Semantic Map Guided Bird’s-Eye View Learning for Online HD Map Construction

Huantao Ren, Hesham Mohamed Eraqi, ABM Musa, Mohamed N. Moustafa

Published: 23 Mar 2026, Last Modified: 08 Feb 2026WACV 2026EveryonearXiv.org perpetual, non-exclusive license

Abstract: Vectorized High-Definition (HD) maps offer rich and precise environmental information about driving scenes, playing a crucial role in improving driver safety by supporting autonomous driving and advanced driver-assistance systems (ADAS). Processing individual camera images creates fragmented view of the world requiring complex and errorprone merging. Existing multi-view camera methods train deep neural networks to directly generate a unified bird’seye view (BEV) features used to learn HD map construction. Nevertheless, a significant limitation is the lack of direct supervision of the learned BEV features based on the ground-truth map elements.

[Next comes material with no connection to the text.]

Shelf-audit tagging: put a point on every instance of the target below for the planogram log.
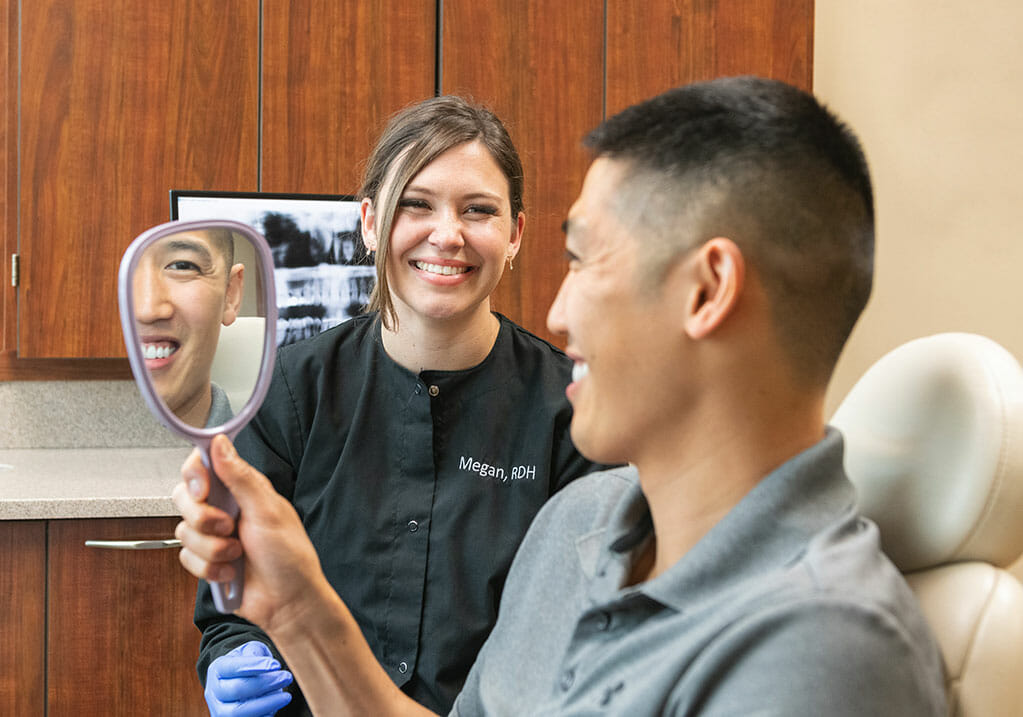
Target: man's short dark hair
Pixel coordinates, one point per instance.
(765, 165)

To overcome this limitation, we propose a novel method, referred to as Semantic Map Guidance (SMG), for explicit alignment of the learned BEV features and the corresponding semantic representations by utilizing ground-truth label during training. We demonstrate the effectiveness of the proposed SMG method by incorporating it into multiple state-of-the-art BEV-based methods for online HD map construction task. We perform extensive experiments on two widely used HD map datasets, nuScenes and Argoverse 2, demonstrating that SMG, without any bells and whistles, consistently improves the accuracy of all the tested networks by using the same base network implementation and hyperparameters without any additional inference time.